Relationship Expansion

Learn how to expand relationships in your API responses to include related resources in a single request.

Basic Relationship Expansion

By default, api.vision includes foreign keys in responses but doesn't expand related resources. To include related resources, use the expand query parameter:

GET /posts?expand=author

This returns posts with the author relation expanded, including all fields from the author resource.

Response Format

Here's an example of a response with expanded relationships:

// Without expansion: GET /posts

[
  {
    "id": 1,
    "title": "Getting Started with API Design",
    "content": "...",
    "authorId": 42,
    "createdAt": "2023-04-15T14:32:10Z"
  }
]

// With expansion: GET /posts?expand=author

[
  {
    "id": 1,
    "title": "Getting Started with API Design",
    "content": "...",
    "authorId": 42,
    "createdAt": "2023-04-15T14:32:10Z",
    "author": {
      "id": 42,
      "username": "techguru",
      "name": "Alex Chen",
      "email": "alex@example.com",
      "role": "admin"
    }
  }
]

Expanding Multiple Relationships

You can expand multiple relationships by providing a comma-separated list:

GET /posts?expand=author,comments

This expands both the author and comments relationships for each post.

Nested Relationship Expansion

You can expand nested relationships using dot notation:

GET /posts?expand=comments.author

This expands the comments relationship for each post, and also expands the author relationship for each comment.

You can combine multiple nested expansions:

GET /posts?expand=author,comments.author,comments.likes

This example:

  • Expands the author of each post
  • Expands the comments for each post
  • For each comment, expands the author and likes

Selective Expansion

When expanding relationships, you can select specific fields to include from the related resources using the fields parameter:

GET /posts?expand=author&fields=id,title,content,author.id,author.name

This returns the id, title, and content fields from posts, and only the id and name fields from the expanded author.

Collection Expansions

When expanding a one-to-many or many-to-many relationship, the result is an array of related resources:

// GET /posts/1?expand=comments

{
  "id": 1,
  "title": "Getting Started with API Design",
  "content": "...",
  "authorId": 42,
  "createdAt": "2023-04-15T14:32:10Z",
  "comments": [
    {
      "id": 101,
      "postId": 1,
      "authorId": 24,
      "text": "Great article!",
      "createdAt": "2023-04-15T15:10:22Z"
    },
    {
      "id": 102,
      "postId": 1,
      "authorId": 35,
      "text": "Very helpful, thanks!",
      "createdAt": "2023-04-15T16:45:37Z"
    }
  ]
}

Filtering Expanded Collections

You can filter the expanded collections using dot notation in your filter parameters:

GET /posts/1?expand=comments&comments.createdAt_gte=2023-04-15T16:00:00Z

This expands only comments created after the specified time.

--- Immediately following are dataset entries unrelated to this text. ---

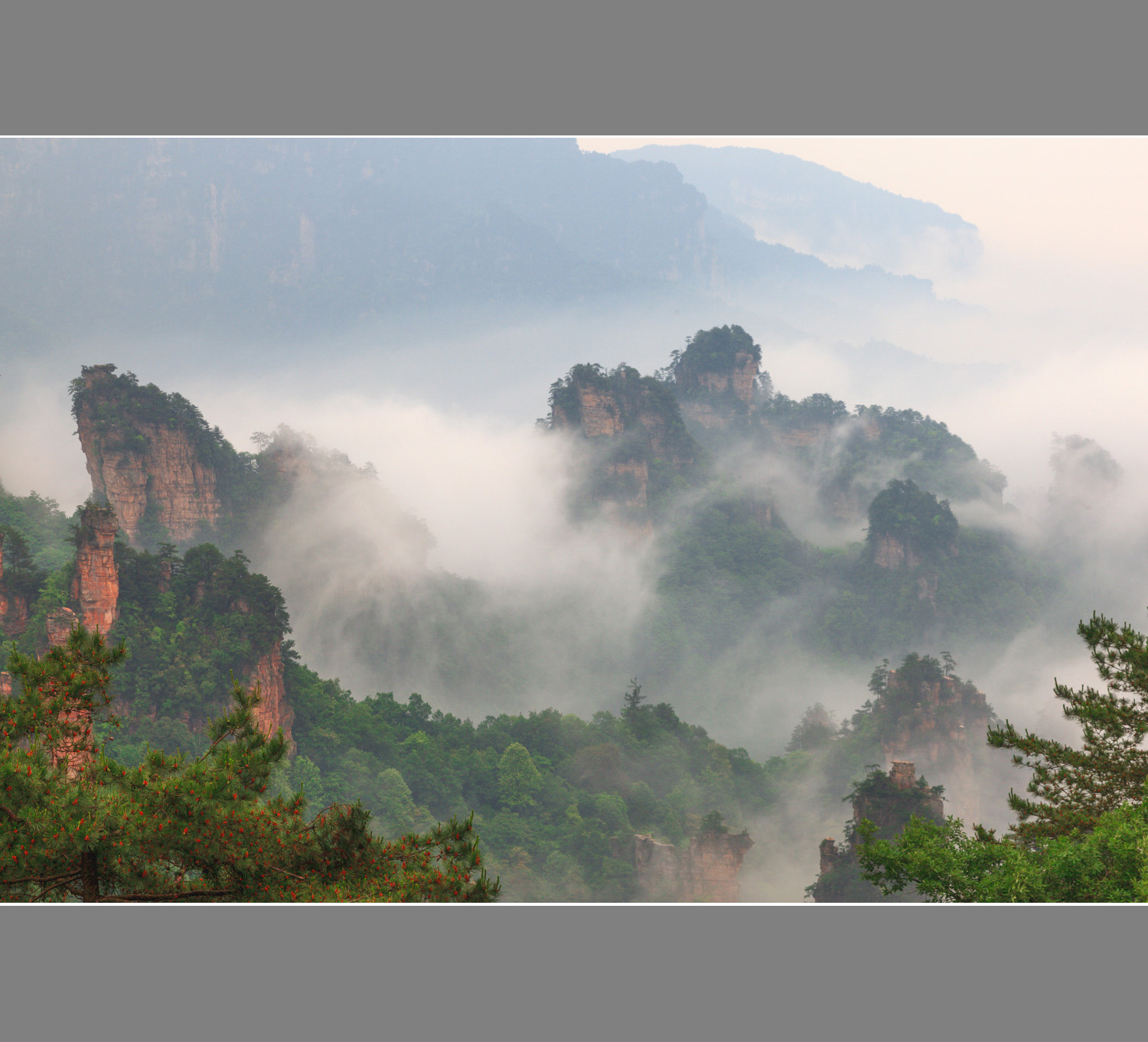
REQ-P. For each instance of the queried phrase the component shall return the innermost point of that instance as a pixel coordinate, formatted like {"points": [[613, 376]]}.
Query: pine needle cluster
{"points": [[76, 824]]}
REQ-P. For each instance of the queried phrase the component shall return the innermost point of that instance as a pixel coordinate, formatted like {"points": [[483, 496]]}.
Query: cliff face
{"points": [[61, 622], [889, 801], [13, 604], [146, 466], [273, 711], [707, 870], [716, 376], [76, 750], [96, 585], [634, 431], [946, 718]]}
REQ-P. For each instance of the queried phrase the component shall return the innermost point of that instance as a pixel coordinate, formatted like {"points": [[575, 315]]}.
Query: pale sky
{"points": [[1063, 220], [1026, 194]]}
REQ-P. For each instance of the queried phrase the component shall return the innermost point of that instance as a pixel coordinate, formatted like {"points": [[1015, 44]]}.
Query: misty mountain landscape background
{"points": [[514, 426]]}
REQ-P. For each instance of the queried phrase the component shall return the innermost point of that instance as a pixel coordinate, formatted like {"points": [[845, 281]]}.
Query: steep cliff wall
{"points": [[716, 376], [889, 801], [61, 622], [707, 870], [273, 711], [944, 721], [96, 584], [146, 454], [638, 443], [75, 751], [13, 604]]}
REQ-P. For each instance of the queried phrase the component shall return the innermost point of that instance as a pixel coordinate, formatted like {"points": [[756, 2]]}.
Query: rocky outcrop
{"points": [[712, 865], [657, 869], [707, 870], [61, 622], [75, 750], [716, 376], [596, 412], [946, 720], [273, 711], [96, 585], [636, 441], [895, 553], [145, 461], [13, 604], [889, 801]]}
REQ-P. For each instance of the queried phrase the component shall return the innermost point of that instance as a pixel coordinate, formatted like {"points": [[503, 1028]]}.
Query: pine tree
{"points": [[1075, 786], [76, 823]]}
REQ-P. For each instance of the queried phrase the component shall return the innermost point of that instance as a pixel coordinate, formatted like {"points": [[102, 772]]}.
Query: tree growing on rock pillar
{"points": [[78, 824]]}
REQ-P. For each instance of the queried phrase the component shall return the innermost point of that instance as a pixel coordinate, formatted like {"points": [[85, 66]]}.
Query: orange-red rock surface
{"points": [[273, 711], [158, 465], [96, 585]]}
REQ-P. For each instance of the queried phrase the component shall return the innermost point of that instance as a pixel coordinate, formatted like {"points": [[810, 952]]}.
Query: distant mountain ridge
{"points": [[287, 233], [817, 210]]}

Sorting Expanded Collections

You can sort expanded collections using dot notation in your sort parameter:

GET /posts/1?expand=comments&sort=comments.createdAt

This sorts the expanded comments by their creation date (oldest first).

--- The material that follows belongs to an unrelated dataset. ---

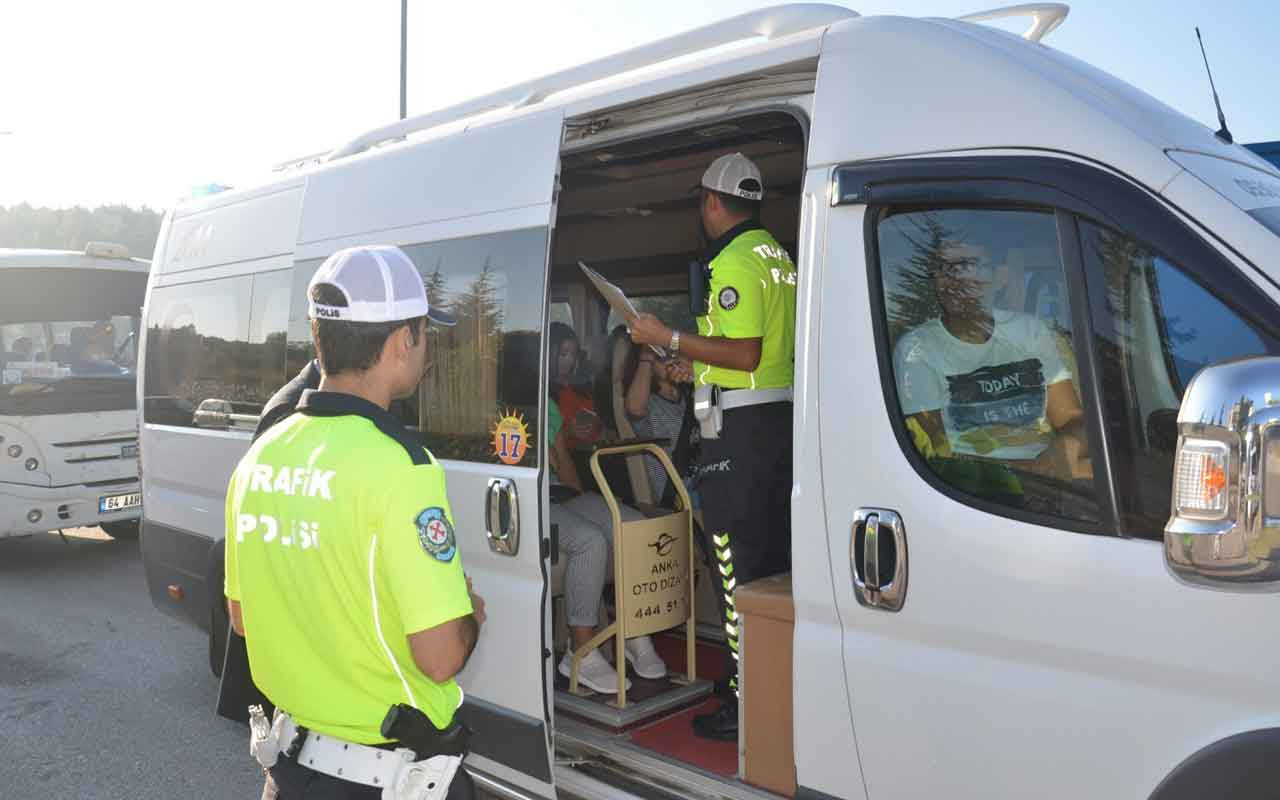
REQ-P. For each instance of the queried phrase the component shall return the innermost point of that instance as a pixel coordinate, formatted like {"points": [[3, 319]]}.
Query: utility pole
{"points": [[403, 53]]}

Pagination for Expanded Collections

You can paginate expanded collections using dot notation:

GET /posts/1?expand=comments&comments.page=1&comments.limit=5

This returns only the first 5 comments in the expanded collection. The response includes pagination metadata for the expanded collection.

Expansion Depth Limit

To prevent performance issues with deeply nested expansions, api.vision has a default depth limit:

  • Default max depth: 3 levels
  • You can override this using the maxDepth parameter: ?expand=a.b.c.d&maxDepth=4
  • Server administrators can set hard limits that cannot be exceeded

Note: Deep expansions can significantly impact performance. Use them judiciously and consider the size of your data.

Performance Considerations

While relationship expansion is powerful, it comes with performance considerations:

  • Response Size: Expansions can dramatically increase response payload size
  • Query Complexity: Each expansion may require additional database queries
  • Server Load: Excessive expansions can increase server load

Best practices for efficient expansions:

  • Expand only what you need for your current view or operation
  • Combine expansion with field selection to limit the fields included
  • Use pagination for large collections
  • Consider separate requests for deeply nested data

Advanced Example

GET /posts?
  fields=id,title,author.name,comments.text,comments.author.name&
  expand=author,comments.author&
  comments.page=1&
  comments.limit=3&
  sort=-createdAt&
  comments.sort=-createdAt

This complex example:

  • Returns posts sorted by creation date (newest first)
  • Includes only id and title fields from posts
  • Expands the author relationship, including only the name field
  • Expands the comments relationship, including only text field
  • For each comment, expands the author relationship, including only the name field
  • Limits comments to the 3 most recent ones per post
  • Sorts comments by creation date (newest first)

Common Use Case

Relationship expansion is particularly useful for frontend applications to reduce the number of API requests needed. Instead of making separate requests for related data, you can get everything you need in a single request, improving the user experience.